Back from College Heaven

Some of the best times I’ve spent with my family this year are precursors to what will undoubtedly be, at least temporarily, one of the saddest times. We’ve taken a couple of short trips back East to visit colleges with my high school senior daughter, who has her heart set on going out-of-state for college even if it means paying back loans for the next twenty years of her life.

In the spring, we visited several schools in Pennsylvania over a couple of raw wet days filled with dirty snow and dreary skies. The campuses, however, were impervious to the weather, populated as they were with perky tour guides who excelled at walking backwards across campus as they extolled the virtues of their schools, and encouraging admissions officers who were thrilled at the prospect of attracting a bright and shiny new freshman from the under-represented West Coast demographic. Not that I’m cynical or anything.

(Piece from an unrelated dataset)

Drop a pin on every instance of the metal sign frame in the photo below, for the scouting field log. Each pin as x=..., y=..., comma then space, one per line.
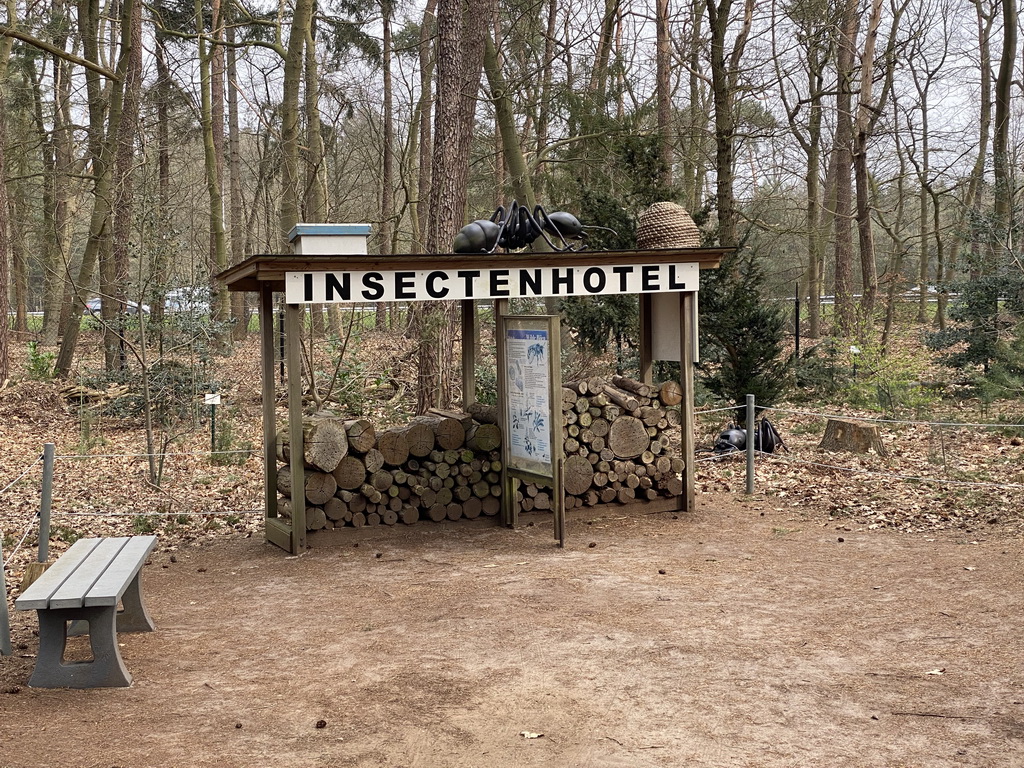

This time, we went to Providence, RI to visit Brown (which my daughter pronounced “Beautiful even in the rain!”) and several schools in Boston. In Providence, we met my parents for a visit that included a delicious dinner at Mill’s Tavern to celebrate two birthdays: Mom’s and my husband’s. My dad outdid himself, calling the restaurant’s pastry chef in advance to request a special cake… it was extravagantly delicious, with a dense, moist crumb and chocolate ganache frosting. Though it was incredibly rich, I kept taking just… one… more… bite… because it was too good to stop eating. We could hardly get up from the table when the meal was finished.

Everywhere we went, I was childishly pleased to see that the fall foliage had not completely dropped off the trees.

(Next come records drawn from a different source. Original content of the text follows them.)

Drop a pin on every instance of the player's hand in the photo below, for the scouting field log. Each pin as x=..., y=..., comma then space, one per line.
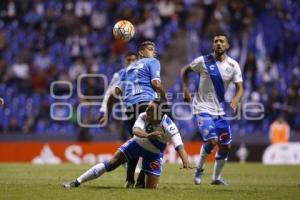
x=187, y=95
x=155, y=135
x=187, y=165
x=1, y=101
x=102, y=119
x=234, y=105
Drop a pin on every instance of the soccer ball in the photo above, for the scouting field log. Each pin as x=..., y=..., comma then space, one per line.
x=123, y=30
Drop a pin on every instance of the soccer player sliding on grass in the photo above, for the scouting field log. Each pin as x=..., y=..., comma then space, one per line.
x=152, y=131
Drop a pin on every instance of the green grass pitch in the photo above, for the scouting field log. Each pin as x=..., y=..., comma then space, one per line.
x=247, y=181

We stuffed ourselves with chowder, oysters, and other rich New Englandy seafood dishes in between campus tours. We wandered around the Faneuil Hall Market square, and admired the historic old architecture of the Back Bay and Beacon Hill (pausing at a house on which a placard announced it as the building from which Paul Revere set out on his midnight ride), and window-shopped Newbury Street after dark to walk off yet another rich meal.

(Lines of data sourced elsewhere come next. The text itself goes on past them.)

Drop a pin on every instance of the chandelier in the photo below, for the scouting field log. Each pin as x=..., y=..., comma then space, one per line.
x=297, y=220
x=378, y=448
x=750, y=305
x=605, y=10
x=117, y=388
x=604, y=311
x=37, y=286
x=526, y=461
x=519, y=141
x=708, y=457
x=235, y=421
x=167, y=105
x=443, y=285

We connected with our daughter’s best friend from her summer program in France, and had dinner at a wonderful restaurant in the North End with Sophie (on the left) and her parents.
And everywhere we went, there were more of those brilliant gorgeous trees…

In three days, we toured four colleges, and did drive-throughs of another three. Quite a whirlwind, yet each school left its own distinct impressions. Memory being an imperfect thing, thank goodness I took so many photos of all that foliage those buildings!

These are the three inter-denominational chapels at Brandeis University, one of Rachel’s favorite spots on our tour of that campus.